Ujian Nasional SMA/SMK di Bali diundur

pelaksanaan ujian nasional jenjang studi sma/ma, smk, juga pendidikan kesetaraan paket c pada provinsi bali dipastikan diundur sebab mengalami kendala teknis dalam percetakan dan menangani penggandaan naskah soal.

kepala dinas pendidikan, pemuda dan olahraga (disdikpora) provinsi bali putri agung ngurah gede sujaya, pada denpasar, sabtu malam menungkapkan un dan seharusnya dimulai senin (15/4) terpaksa diundur, direncanakan merupakan rabu (17/4).

dengan pengunduran ini, dengan demikian mata pelajaran un sma/ma, smk dan pendidikan kesetaraan paket c dan seharusnya diujikan di hari pertama ataupun senin (15/4) diundur merupakan jumat (19/4). mata pelajaran yang seharusnya diujikan selama hari kedua ataupun selasa (16/4) digeser merupakan senin (22/4), katanya.
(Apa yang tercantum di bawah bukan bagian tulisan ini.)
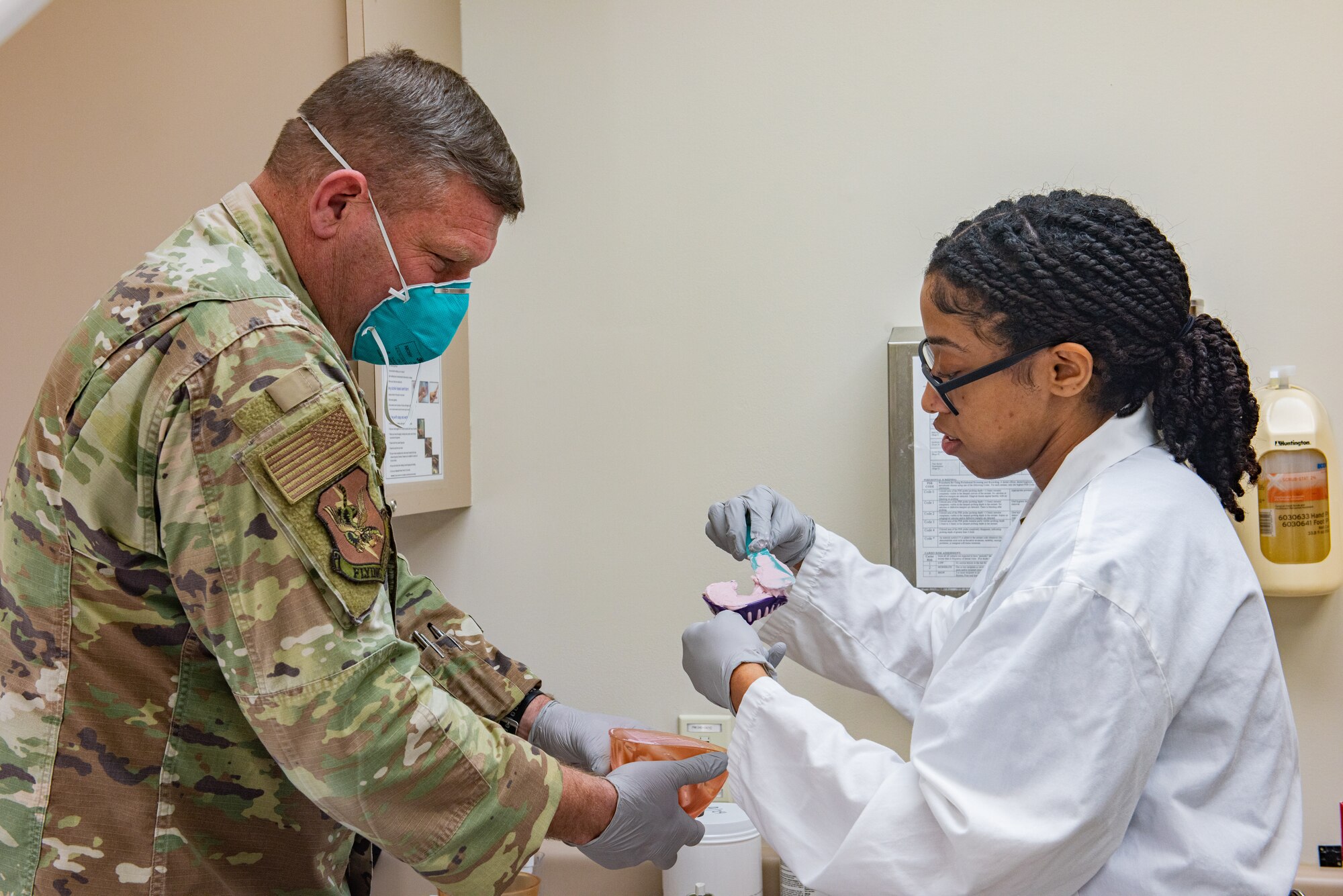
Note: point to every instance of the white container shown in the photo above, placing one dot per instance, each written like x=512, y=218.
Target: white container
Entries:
x=726, y=863
x=790, y=886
sedangkan mata pelajaran un yang diujikan dalam hari ketiga serta rabu (17/4) akan tetap dilaksanakan sesuai agenda yaitu dalam hari serta merek dan sama. keuntungan serupa dan berlaku selama mata pelajaran un yang dijadwalkan dilaksanakan di hari keempat serta kamis (18/4) mau tetap diselenggarakan di hari yang sama.

Informasi Lainnya:

menurut dia, naskah soal un sma/ma, smk juga pendidikan kesetaraan paket c seharusnya telah tiba di bali, jumat (12/4). namun sampai sabtu malam, masih sebagian soal un smk yang sampai pada pulau dewata. sedangkan soal un sma/smk dan studi kesetaraan paket c sama sekali belum didistribusikan dengan pihak percetakan.
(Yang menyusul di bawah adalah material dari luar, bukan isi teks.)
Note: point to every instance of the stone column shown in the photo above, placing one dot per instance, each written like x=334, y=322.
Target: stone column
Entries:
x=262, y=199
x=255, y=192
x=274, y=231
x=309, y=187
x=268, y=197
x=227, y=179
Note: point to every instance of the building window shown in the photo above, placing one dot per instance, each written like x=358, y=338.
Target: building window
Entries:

terjadi keterlambatan sebab ghalia indonesia printing, bogor, jawa barat, selaku rekanan yang mengatasi tender pencetakan soal un sma/ma, smk serta paket c agar provinsi bali tak dapat menyelesaikan pencetakan soal tidak salah waktu. otomatis pendistribusian naskah soal un juga terlambat.

terkait keterlambatan pendistribusian soal un tersebut, sujaya menyatakan telah menghubungi kepala badan penelitian serta pengembangan (balitbang) kementerian pendidikan dan kebudayaan (kemendikbud) khairil anwar notodiputro melalui telepon seluler.

dari hasil koordinasi antara balitbang kemendikbud dengan bsnp tersebut, diputuskan agar pemundurkan pelaksanaan un. bagian kemendikbud dan mau mengirimkan surat edaran terjamin dengan faksimile, katanya.

sujaya menyatakan tak kenal tentu permasalahan bagaimana dan dihadapi bagian percetakan makanya tidak bisa melaksanakan soal un tersebut tepat waktu.